In this light, Harmon (2003) suggested that the characteristic adversarial relationship and lack of a cooperative environment of construction organizational settings constitute one of the major factors that affect timely completion of construction projects.
Because of the apparent importance of conflict management in construction, as well as in some other organizational settings, several scholarly works exist on conflict, conflict behaviors and conflict management. The term conflict has been severally defined, from different perspectives, even within construction literatures, as a result, several different understandings of conflict behaviors, and by extension conflict management styles, have been proffered.
Kenneth and Sai (2006) argued, however, that the numerous construction literatures on conflict have essentially focused on conflict causes, prevention and management within a contractual and/or legal context. They suggested that equal importance should be accorded the human factors involved in conflicts, since according to them, conflicts is ‘stemmed and handled’ by the people involved, thus the role played by human factors, especially behavior, should be considered an integral part of conflict management.
It is this call that this paper intends to heed. This paper intends to look at construction conflict from the behavioral perspectives using Rene Thom's Catastrophe Theory. It has been suggested that continuous changes in human behaviors often display a discontinuous lapse.

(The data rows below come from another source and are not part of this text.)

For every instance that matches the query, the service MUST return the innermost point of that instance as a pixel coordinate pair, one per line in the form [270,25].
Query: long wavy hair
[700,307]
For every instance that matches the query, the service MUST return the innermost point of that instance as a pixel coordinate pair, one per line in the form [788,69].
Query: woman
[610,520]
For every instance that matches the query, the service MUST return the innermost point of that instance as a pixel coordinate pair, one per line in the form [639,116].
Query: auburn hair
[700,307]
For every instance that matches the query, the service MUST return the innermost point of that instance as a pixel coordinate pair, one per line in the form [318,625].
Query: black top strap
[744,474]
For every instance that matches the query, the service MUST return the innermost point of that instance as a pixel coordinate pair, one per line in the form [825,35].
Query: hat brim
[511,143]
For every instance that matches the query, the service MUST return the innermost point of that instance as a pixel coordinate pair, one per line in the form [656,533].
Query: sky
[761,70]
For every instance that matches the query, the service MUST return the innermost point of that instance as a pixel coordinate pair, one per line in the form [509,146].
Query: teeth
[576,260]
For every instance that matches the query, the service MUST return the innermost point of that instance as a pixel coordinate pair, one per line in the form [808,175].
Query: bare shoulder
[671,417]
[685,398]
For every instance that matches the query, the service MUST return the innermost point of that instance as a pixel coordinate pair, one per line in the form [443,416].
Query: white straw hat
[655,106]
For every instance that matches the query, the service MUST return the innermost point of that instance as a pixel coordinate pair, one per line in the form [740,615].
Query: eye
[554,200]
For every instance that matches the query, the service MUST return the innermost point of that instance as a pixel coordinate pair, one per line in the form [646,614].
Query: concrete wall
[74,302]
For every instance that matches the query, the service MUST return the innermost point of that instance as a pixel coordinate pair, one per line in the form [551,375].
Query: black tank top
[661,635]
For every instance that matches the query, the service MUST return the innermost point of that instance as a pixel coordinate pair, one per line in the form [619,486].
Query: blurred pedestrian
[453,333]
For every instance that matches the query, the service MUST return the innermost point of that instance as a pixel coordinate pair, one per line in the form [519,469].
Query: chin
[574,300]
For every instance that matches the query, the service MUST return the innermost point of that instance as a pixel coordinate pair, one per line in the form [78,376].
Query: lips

In this light, it has been argued that the catastrophe theory provides a ‘grounded approach for modeling conflict behavior in construction’ (Kenneth and Sai, 2006 p.439). This paper emphasizes the human factor in conflict by examining behaviors in response to conflict, known as conflict behavior; it then attempts to use a model of the catastrophe theory to explain construction conflict behaviors.
Conflict is a natural outcome of the interrelationships between individuals and groups. As a result, it is a very common and general phenomenon that can hardly be conceptualized in a simple definition. The interaction between individuals and groups brings to the fore, individual differences in goals, objectives or perspectives.
The tension created by these differences, when identified by the parties involved is usually the cause of conflict. Several authors have offered different definitions or concepts of what constitute conflicts (Allred, 2000), however, there is hardly any definition that completely subsumes the entirety of conflicts from both the individual or organizational context.
For example, Rahim et al (2000) positing that conflict is borne out of human interactions explain that conflicts begins when one individual ‘perceives that his/her goals, attitudes, values or beliefs’ are not compatible with that of the other’s (Rahim et al., 2000 p. 9). Here conflict is defined from the context of individual relations.
Examining conflict from an organization context, Roloff (1987) argue that conflict begins when members of a team/organization engage in activities that are considered incompatible with those of colleagues within “their network, members of other collectivities, or unaffiliated individuals who utilize the services or products of the organization" (Roloff, 1987 p.496 quoted in Rahim, 2002).